More examples are in the tools crate and in the crate documentation.

FFI

For use in other languages, a small FFI crate has been created to start exposing idevice. Example C programs can be found in the ffi/examples directory.

C++

"Hey wait a second, there's a lot of C++ code in this library!!" C++ bindings have been made for many of idevice's features. This allows smooth and safer usage in C++ and Swift codebases.

Technical Explanation

There are so many layers and protocols in this library, many stacked on top of one another. It's difficult to describe the magnitude that is Apple's interfaces.
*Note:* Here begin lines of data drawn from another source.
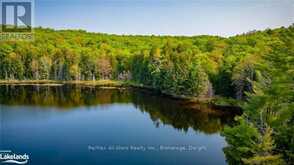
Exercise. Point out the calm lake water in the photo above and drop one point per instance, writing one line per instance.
(78, 125)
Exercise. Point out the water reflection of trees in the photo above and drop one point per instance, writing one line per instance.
(178, 114)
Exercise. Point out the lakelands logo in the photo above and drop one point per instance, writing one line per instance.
(16, 20)
(8, 157)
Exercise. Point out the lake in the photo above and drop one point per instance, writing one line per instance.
(79, 125)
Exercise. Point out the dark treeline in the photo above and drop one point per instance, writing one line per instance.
(196, 66)
(257, 67)
(161, 110)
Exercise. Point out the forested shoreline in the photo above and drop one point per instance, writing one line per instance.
(256, 67)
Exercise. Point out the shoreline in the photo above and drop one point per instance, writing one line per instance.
(114, 84)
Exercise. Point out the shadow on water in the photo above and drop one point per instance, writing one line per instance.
(162, 111)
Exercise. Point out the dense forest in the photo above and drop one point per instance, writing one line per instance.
(256, 67)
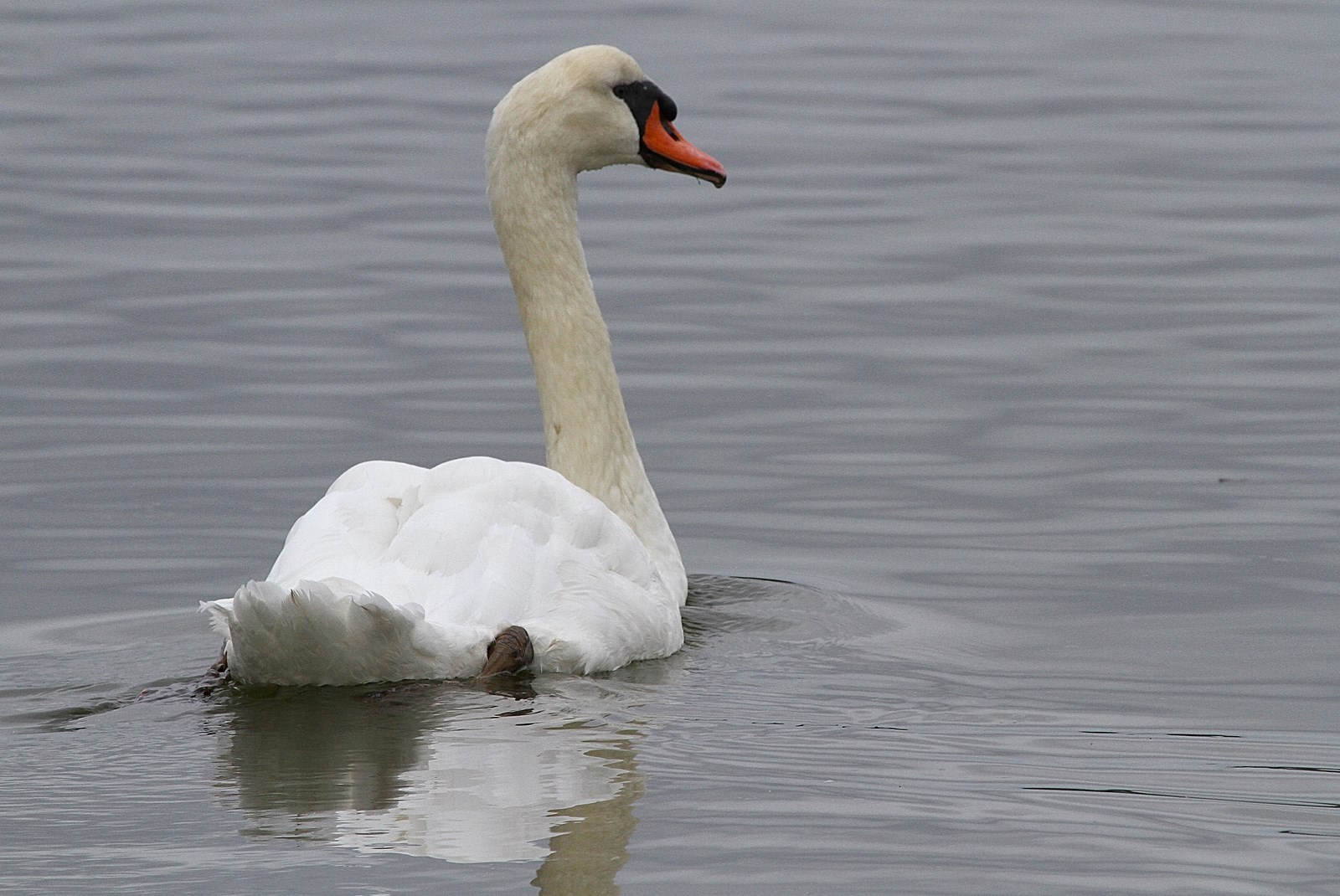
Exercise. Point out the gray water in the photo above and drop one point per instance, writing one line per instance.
(1013, 341)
I would recommend reading the DeepWiki explanations and overviews to get an idea of how this library and their associated protocols work. But a general overview is:

Lockdown

  1. A lockdown service is accessible via a port given by lockdown
  2. Lockdown is accessible by USB or TCP via TLS
  3. USB is accessible via usbmuxd
  4. usbmuxd is accessed through a unix socket
  5. That Unix socket has its own protocol

RemoteXPC/RSD

  1. An RSD service is discovered through a RemoteXPC handshake response
  2. RemoteXPC is transferred over non-compliant HTTP/2
  3. That HTTP/2 is accessed through an NCM USB interface or CoreDeviceProxy
  4. CoreDeviceProxy is a lockdown service, see above

This doesn't even touch RPPairing, which is still a mystery as of writing.